“Been there, done that!”
Berlin’s Naked Ambition
Our shy author forces himself to find out: What’s all this fuss about “textile-free” spas?
“Please leave clothing and electronics in your locker. We are a textile-free environment.”
I took my key and headed inside Vabali Spa, a peaceful oasis in the heart of Berlin. Moments earlier, I was munching on wurst and sipping lager at a beer garden. Now, I was wearing a towel around hundreds of people in various stages of undress—and I was about to lose the towel myself.
That’s a nerve-wracking experience for an American. One of our primary techniques to conquer our fears of, say, public speaking, is to imagine everyone in the room naked. Nobody ever says, “Hey, imagine yourself naked.” It’s against every impulse of our puritanical brains. Hell, I need a pocket to shove my hands into. What if someone can’t keep their eyes off a mole or ribs or chest or . . . anything else?
Europeans scoff at our squeamishness. Thermal baths have a long history across the continent, with visitors embracing the healing properties of water and nature. The Gesúndbrunnen (health spring) gained popularity in Germany in the late 18th century. Locals also frequented spas and baths for their social value, akin to a coffee shop or salon. One historical recounting notes spas were where “nobility and the bourgeoisie could interact on an equal footing.”
It turns out that three weeks of using Duolingo does not teach enough German to navigate a spa. In times of confusion, I often look at other people who seem to know what they’re doing. That’s harder to manage when those people are naked.
Still, my glances paid off. Remove your sandals and sit on your towel in the scented saunas. Did someone shudder when they entered a water basin? That’s an ice bath.
I saw a couple enjoying a heated foot massage, which sounded great after a long day of walking. I picked up the nozzle and aimed at the basin. Within seconds, the nozzle overpowered me, water spraying across the floor. I booked it out of there.
As I ventured between areas, I marveled at the variety of attendees. I swam laps in a pool next to a man in his sixties. A group of giggly twenty-somethings chatted beside me in a hot tub. I joined a parade of people moving between shallow pools of hot and cold water.
Most saunas I entered had six or seven people in them, but the final room I visited was packed with about 50. A woman walked in and shut the sauna doors. She spoke rapidly in German, ending with, “Does anyone need English?”
My eyes darted around the room. Not a single hand rose. I contemplated my response. I could say, “Ja, Englisch, bitte” (thanks, Duolingo!) and have the entire room stare at me while I dripped in sweat.
I chose the opposite approach.
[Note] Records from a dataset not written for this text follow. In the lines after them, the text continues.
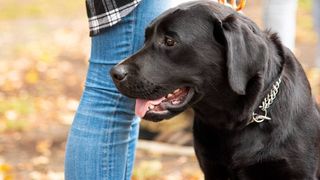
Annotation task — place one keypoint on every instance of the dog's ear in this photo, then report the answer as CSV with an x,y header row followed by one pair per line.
x,y
246,51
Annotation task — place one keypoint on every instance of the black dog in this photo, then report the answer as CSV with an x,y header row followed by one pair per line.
x,y
255,117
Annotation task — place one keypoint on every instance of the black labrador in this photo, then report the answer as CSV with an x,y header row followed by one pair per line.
x,y
255,117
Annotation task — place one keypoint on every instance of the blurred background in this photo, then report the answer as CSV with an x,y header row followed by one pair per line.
x,y
44,49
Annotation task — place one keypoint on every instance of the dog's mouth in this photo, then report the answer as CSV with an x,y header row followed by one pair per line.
x,y
175,101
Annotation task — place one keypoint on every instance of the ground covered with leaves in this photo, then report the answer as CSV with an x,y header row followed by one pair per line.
x,y
44,49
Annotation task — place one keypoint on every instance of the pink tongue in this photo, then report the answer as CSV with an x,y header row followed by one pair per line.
x,y
143,104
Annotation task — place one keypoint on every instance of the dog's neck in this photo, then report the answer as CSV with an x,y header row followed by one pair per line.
x,y
239,109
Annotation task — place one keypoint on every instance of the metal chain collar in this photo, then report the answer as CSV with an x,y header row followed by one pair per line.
x,y
266,103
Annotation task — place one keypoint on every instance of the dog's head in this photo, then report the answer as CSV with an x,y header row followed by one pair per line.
x,y
190,51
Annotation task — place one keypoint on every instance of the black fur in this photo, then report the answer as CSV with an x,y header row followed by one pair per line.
x,y
231,65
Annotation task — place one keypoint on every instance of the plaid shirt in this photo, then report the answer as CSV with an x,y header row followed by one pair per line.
x,y
105,13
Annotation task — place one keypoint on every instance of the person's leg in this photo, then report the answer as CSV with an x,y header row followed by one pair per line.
x,y
280,17
103,135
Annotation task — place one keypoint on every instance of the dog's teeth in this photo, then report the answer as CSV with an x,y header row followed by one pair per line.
x,y
175,102
151,107
169,95
176,91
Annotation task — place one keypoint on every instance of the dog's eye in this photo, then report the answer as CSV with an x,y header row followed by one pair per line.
x,y
169,41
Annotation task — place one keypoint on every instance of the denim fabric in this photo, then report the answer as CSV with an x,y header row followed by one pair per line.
x,y
280,17
102,139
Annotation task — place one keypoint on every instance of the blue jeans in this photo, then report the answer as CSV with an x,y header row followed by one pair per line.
x,y
280,17
102,139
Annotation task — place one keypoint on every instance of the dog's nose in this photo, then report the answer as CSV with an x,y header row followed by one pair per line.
x,y
119,72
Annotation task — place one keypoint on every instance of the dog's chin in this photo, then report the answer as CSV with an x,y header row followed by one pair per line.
x,y
170,108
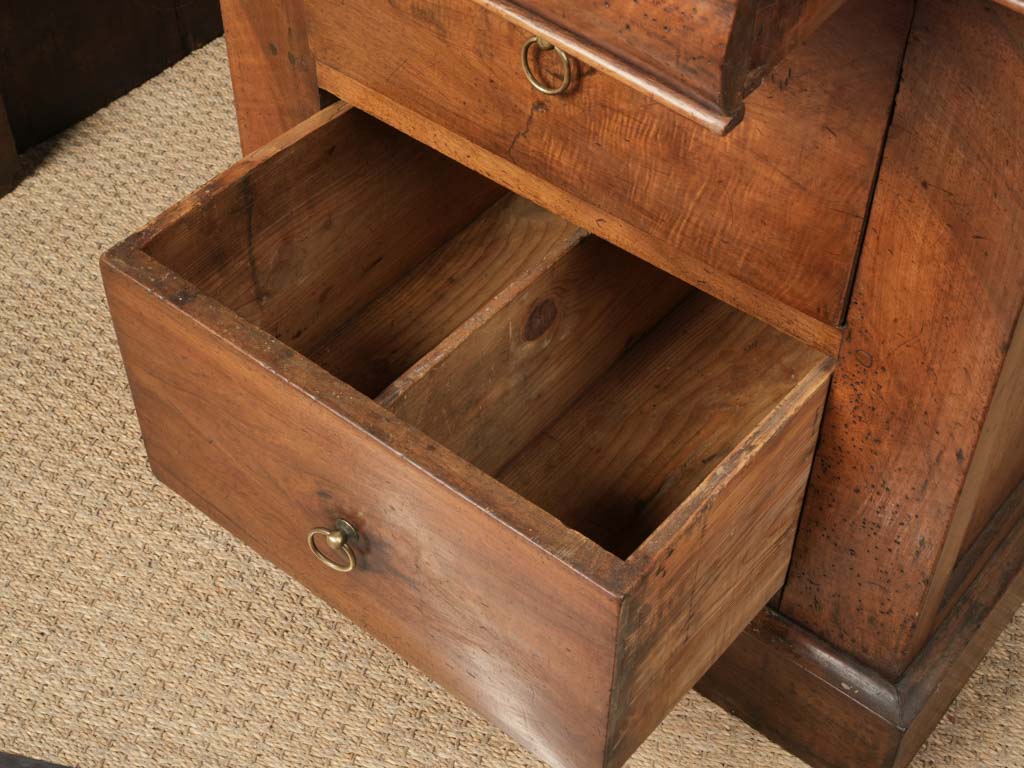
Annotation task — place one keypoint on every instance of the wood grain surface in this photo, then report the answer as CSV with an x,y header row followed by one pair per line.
x,y
938,295
272,71
834,712
711,51
768,218
530,622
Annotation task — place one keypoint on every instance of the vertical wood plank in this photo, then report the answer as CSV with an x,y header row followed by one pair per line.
x,y
935,304
272,71
8,153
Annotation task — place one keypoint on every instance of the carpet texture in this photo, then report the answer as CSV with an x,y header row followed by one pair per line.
x,y
133,631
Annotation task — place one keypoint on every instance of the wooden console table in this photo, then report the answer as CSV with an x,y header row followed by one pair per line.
x,y
413,349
My arm remained glued to my side.
The woman led a guided meditation, speaking soft German before walking around and waving incense. People began closing their eyes, so I followed suit. Periodically, I’d peek to check our eyes were still closed. Once, the instructor happened to be right in front of me. Hopefully, she thought I was reacting to the vibes.
Somewhere between 20 minutes and four hours later, the meditation ended. The cool night air hit me as I headed to the locker area. I breathed it in and finally realized: nobody was paying attention to me. What a wonderful feeling.
I pulled on my pants and bent over to tie my shoes. A dreadful rip sound ensued. After being stuffed in the locker, my clothes were rebelling.
Yet my rejuvenating experience inspired me to seize the day. I walked back home—massive hole in my pants—without a care in the world.